Impact of sample proportion on classification performance using SegNet (left) and SegNet Lite (right) on ISPRS data.

In-sample/in-city accuracy across the SegNet and Segnet Lite models with and without nDSM exhibits a negative correlation between portion of dataset and accuracy. As with the SVM classifier, this can be attributed to the network having less samples to classify, and therefore being able to overfit to the scarce training set. Lastly, the non-nDSM trained SegNet model has a negative correlation between accuracy and training proportion in regards to cross-city testing. This correlation may indicate that, in addition to the cross-validation results of RGB and nDSM, RGB information alone can lead to overfitting and therefore hinder generalizability of a classification model to other cities.

## 4. Conclusion

This paper evaluated the importance of 3D surface information for remote sensing using several classification tasks.
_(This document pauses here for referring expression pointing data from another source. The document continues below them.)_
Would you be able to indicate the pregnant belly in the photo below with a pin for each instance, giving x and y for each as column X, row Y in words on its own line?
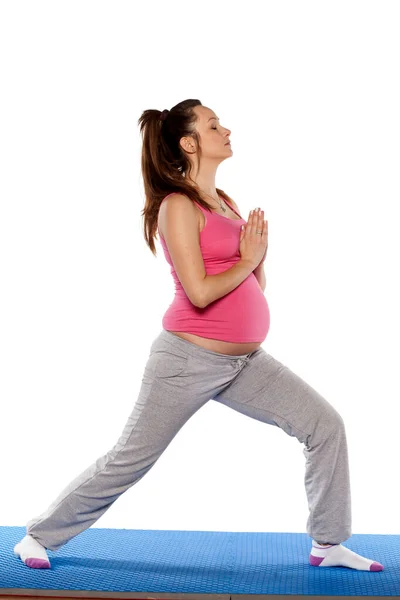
column 217, row 345
column 235, row 324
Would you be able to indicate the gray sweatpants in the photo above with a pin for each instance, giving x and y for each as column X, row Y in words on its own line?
column 179, row 378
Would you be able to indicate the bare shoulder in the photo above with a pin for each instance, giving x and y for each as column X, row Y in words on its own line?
column 171, row 204
column 235, row 206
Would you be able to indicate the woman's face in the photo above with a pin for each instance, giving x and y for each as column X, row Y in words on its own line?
column 213, row 137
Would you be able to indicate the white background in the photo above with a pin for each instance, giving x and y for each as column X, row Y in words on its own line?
column 310, row 91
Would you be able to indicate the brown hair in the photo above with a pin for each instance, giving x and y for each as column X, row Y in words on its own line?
column 163, row 161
Two distinct classifiers, i.e. SVM and FCNN architectures, were introduced and assessed for performance when trained with and without nDSM information. Two publicly available datasets, i.e. the USSOCOM Urban 3D challenge (H. Goldberg, Brown, and S. Wang, 2017; H.R. Goldberg et al., 2018) and the ISPRS 2D Semantic Labeling contests (Gerke et al., 2014), were utilized for training and rigorous in-sample and out-of-sample performance assessment. In all cases, the study demonstrated that high in-sample classification performance can be maintained even when depriving the classifier of nDSM information. However, out-of-sample performance, i.e. when testing the classifier on previously unseen data from a different city, drops significantly for both SVM and FCNN classifiers trained without nDSM information. We conclude that nDSM information is vital for accurately generalizing classification methods to datasets not included in training.

An additional study revealed that nDSM information is also critical when training a classifier with relatively few training samples. Again, in-sample performance remains high with and without nDSM information, but generalizability decreases substantially when nDSM information is excluded from training.
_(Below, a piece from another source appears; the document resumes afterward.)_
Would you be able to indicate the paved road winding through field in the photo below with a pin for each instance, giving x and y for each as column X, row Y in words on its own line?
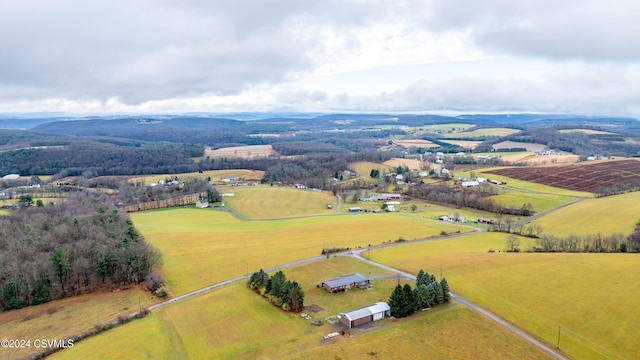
column 357, row 254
Together, these validation experiments demonstrate the importance of including nDSM information to ensure generalizable out-of-sample predictive performance for remote sensing classification tasks.

## Data Accessibility Statement

Please find the pre-print version of the article here: https://arxiv.org/abs/2104.13969.

## Acknowledgements

This work has been supported by the National Geospatial-Intelligence Agency under contract No. N0024-12-D-6404 DO 18F8332, as well as through the Science, Mathematics, and Research for Transformation (SMART) program. We would like to thank Kateri Garcia, Chris Clasen, and Patrick Yuen for their excellent guidance and input on this research. Approved for public release, 21-153.
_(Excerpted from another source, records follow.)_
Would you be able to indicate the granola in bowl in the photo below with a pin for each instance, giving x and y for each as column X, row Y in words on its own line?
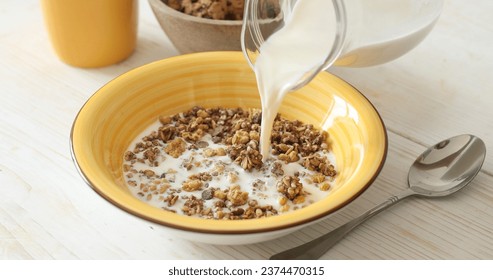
column 206, row 163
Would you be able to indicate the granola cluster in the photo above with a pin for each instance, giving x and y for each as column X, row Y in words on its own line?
column 212, row 149
column 221, row 9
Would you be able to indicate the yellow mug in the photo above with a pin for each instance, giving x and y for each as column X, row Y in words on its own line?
column 91, row 33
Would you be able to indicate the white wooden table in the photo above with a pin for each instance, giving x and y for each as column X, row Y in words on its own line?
column 442, row 88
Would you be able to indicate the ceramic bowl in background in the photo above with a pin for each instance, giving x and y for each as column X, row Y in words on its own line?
column 123, row 108
column 193, row 34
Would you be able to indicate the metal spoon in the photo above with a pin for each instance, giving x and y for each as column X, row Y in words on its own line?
column 441, row 170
We would also like to thank USSOCOM as well as the ISPRS for providing public datasets including annotations of objects of interest to facilitate research in remote sensing and machine learning. In addition, we thank the authors of (Audebert, Le Saux, and Lefèvre, 2018) for providing the source code for the SegNet architecture via GitHub. The corresponding author, Jan Petrich, may be reached at jup37@arl.psu.edu.

## Competing Interests

The authors have no competing interests to declare.